Tactical Design of Same-Day Delivery Systems; Dynamic relocation of vehicles and staff for a car sharing service
Tactical Design of Same-Day Delivery Systems
We study tactical models for the design of same-day delivery (SDD) systems. Same-day fulfillment in e-commerce has seen substantial growth in recent years, and the underlying management of such a service is complex. While the literature includes operational models to study SDD, they tend to be detailed, complex, and computationally difficult to solve, and thus may not provide any insight into tactical SDD design variables and their impact on the average performance of the system. We propose a simplified vehicle dispatching model that captures the “average” behavior of an SDD system from a single stocking location by utilizing continuous approximation techniques. We analyze the structure of optimal vehicle dispatching policies given our model for two important instance families, the single-vehicle case and the case in which the delivery fleet is large, and develop techniques for finding best configurations of these policies that require only simple computations. We then demonstrate with several example problem settings how this model and these policies can help answer various tactical design questions, including how to select a fleet size, determine an order cutoff time, and combine SDD and overnight order delivery operations. We also validate the predictions of the model and policies for example problem instances against a detailed operational model and demonstrate that our simple approximation model can predict the average number of orders served and minutes driven to within about 1%. (This is joint work with Georgia Tech Ph.D. student Alex Stroh and colleague Alejandro Toriello.)

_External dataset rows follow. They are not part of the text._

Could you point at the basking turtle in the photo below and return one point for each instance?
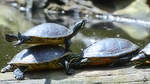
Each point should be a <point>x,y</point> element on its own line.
<point>47,33</point>
<point>109,51</point>
<point>143,56</point>
<point>38,58</point>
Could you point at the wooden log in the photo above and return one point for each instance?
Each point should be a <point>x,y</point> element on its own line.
<point>121,75</point>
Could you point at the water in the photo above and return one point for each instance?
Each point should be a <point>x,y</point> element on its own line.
<point>137,34</point>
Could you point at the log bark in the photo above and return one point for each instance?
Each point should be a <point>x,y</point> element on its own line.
<point>120,75</point>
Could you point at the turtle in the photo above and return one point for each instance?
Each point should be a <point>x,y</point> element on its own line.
<point>39,57</point>
<point>143,56</point>
<point>47,33</point>
<point>107,52</point>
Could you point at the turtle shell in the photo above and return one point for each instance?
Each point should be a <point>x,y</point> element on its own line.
<point>109,47</point>
<point>38,54</point>
<point>48,30</point>
<point>146,49</point>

Dynamic relocation of vehicles and staff for a car sharing service
Recently, urban transport systems based on the shared economy have experienced significant growth driven by customers demanding flexible transportation options and the continuous search for efficiency and vehicle utilization. Nowadays, it is common to see services of shared vehicles, such as bikes (Mobike, Ofo), scooters (Lime, Bird) and automobiles (Zipcar, Shared Now, Car2go).
We study the daily operation of a one-way-car-sharing (OWCS) service offering the customer to pick-up and return a shared car in two different geographic locations (stations). Such a service poses major operational challenges. First, it is common to observe asymmetric demand patterns in space producing a tendency to geographical imbalance of vehicle inventory. If vehicles are not dynamically relocated over time, this will cause some stations to suffer shortages (loss of demand), while other stations could fill up with cars and lack empty parking spots for future vehicle returns. Also, unlike a bike/scooter-sharing service that repositions multiple vehicles in one trip, each car must be repositioned by a driver who should also be dynamically relocated over space and time.

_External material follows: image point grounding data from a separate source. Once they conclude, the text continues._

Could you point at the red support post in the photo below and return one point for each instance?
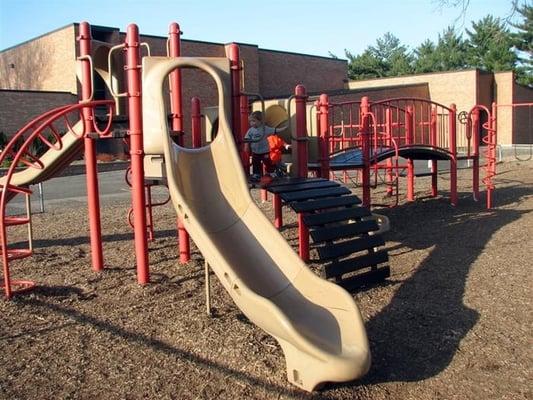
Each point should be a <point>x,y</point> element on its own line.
<point>245,156</point>
<point>433,142</point>
<point>475,152</point>
<point>365,149</point>
<point>409,139</point>
<point>196,126</point>
<point>133,74</point>
<point>176,109</point>
<point>235,64</point>
<point>302,161</point>
<point>452,121</point>
<point>389,142</point>
<point>93,197</point>
<point>323,123</point>
<point>492,141</point>
<point>301,130</point>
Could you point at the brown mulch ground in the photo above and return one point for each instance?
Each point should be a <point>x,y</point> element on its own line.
<point>454,321</point>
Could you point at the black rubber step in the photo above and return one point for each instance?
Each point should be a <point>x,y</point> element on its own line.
<point>336,250</point>
<point>293,181</point>
<point>323,204</point>
<point>329,217</point>
<point>339,268</point>
<point>343,231</point>
<point>315,194</point>
<point>365,279</point>
<point>302,186</point>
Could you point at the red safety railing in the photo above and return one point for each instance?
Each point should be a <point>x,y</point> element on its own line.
<point>49,130</point>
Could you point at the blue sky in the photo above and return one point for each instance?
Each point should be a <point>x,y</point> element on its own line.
<point>305,26</point>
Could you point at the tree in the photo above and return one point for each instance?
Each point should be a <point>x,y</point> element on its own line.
<point>451,51</point>
<point>387,58</point>
<point>364,66</point>
<point>523,42</point>
<point>490,45</point>
<point>426,59</point>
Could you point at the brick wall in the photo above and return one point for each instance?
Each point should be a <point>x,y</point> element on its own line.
<point>280,72</point>
<point>523,115</point>
<point>19,107</point>
<point>45,63</point>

We formulate a dynamic optimization model to jointly relocate cars and company staff throughout the operating day and propose different online policies ranging from a simple inventory band control policy at each station to a more sophisticated Approximate Dynamic Programming based policy estimating a loss function, i.e., expected future cost of shortage and overparking, for each station using a simplified stochastic model that disregards network effects and assumes memoryless properties of the underlying vehicle net arrival process. The value of our strategies is estimated in computationally simulated instances and in a study performed for a car-sharing company in Santiago, Chile.